Risk Factors for Disease Progression in Advanced Jejunoileal Neuroendocrine TumorsPanzuto F. · Campana D. · Fazio N. · Brizzi M.P. · Boninsegna L. · Nori F. · Di Meglio G. · Capurso G. · Scarpa A. · Dogliotti L. · De Braud F. · Tomassetti P. · Delle Fave G. · Falconi M.
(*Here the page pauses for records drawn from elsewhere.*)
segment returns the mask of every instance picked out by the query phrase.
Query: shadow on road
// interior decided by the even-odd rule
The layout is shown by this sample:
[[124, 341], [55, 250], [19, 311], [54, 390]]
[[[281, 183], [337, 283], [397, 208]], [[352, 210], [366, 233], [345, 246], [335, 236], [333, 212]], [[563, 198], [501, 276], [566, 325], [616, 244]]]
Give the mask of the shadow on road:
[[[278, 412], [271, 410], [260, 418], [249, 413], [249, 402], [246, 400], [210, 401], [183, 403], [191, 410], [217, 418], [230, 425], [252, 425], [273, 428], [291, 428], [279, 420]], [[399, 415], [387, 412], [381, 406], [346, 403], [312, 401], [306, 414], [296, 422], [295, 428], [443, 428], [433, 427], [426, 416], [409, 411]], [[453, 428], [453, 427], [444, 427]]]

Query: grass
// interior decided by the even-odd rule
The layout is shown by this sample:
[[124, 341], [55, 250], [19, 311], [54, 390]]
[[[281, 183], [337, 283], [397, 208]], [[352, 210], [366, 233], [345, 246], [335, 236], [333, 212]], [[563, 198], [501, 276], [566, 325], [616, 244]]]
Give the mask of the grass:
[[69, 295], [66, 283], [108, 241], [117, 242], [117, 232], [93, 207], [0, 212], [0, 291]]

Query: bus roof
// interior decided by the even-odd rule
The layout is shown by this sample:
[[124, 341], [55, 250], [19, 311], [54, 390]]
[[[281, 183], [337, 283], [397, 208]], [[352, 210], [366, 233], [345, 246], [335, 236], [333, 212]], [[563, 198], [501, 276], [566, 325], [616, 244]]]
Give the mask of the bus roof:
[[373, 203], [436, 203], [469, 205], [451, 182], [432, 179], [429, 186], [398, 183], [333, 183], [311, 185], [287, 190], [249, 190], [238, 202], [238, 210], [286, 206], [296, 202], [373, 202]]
aDigestive and Liver Disease Unit, ‘Sapienza’ University of Rome, Rome, bDepartment of Clinical Medicine, S. Orsola-Malpighi Hospital, University of Bologna, Bologna, cDepartment of Medicine, Medical Oncology Division, European Institute of Oncology, Milan, dMedical Oncology, A.O.U. San Luigi, Orbassano, University of Turin, Turin, eSurgery B, and fARC-NET Center for Applied Research on Cancer and Department of Pathology and Diagnostics, University of Verona, Verona, and gDepartment of Surgery, Sacro Cuore Don Calabria Hospital, Negrar, Italy
Background: Knowledge of clinical course in advanced jejunoileal neuroendocrine tumors (NETs) is poor. Aim: To investigate progression-free survival (PFS), overall survival (OS), and possible predictors for disease progression (DP) in advanced jejunoileal NETs. Patients and Methods: We carried out a multicenter, retrospective analysis of incoming patients with sporadic advanced jejunoileal NETs. PFS and OS were assessed by Kaplan-Meier analysis. Risk factors for progression were analyzed by the Cox proportional hazards method. Results: Of the 114 patients enrolled, 46.5% had functioning tumors, 93.9% had stage IV disease, and 57.3 and 42.7% were G1 and G2 tumors, respectively. During a median follow-up of 48 months (interquartile range 29–84 months), DP occurred in 61.4% of patients, after 19 months (interquartile range 10–41 months) from diagnosis. Median PFS was 36 months. The 2-year and 5-year PFS were 59 and 33%, respectively, while 5-year OS was 77.5%. Ki67 was the sole strong independent risk factor for unfavorable outcome according to multivariate analysis, being significantly associated with both PFS and OS. Conclusions: DP occurred in the majority of patients with advanced jejunoileal NETs, with median PFS being 36 months. Ki67 was a significant predictor of DP and should be considered in determining appropriate treatments and planning follow-up for these patients.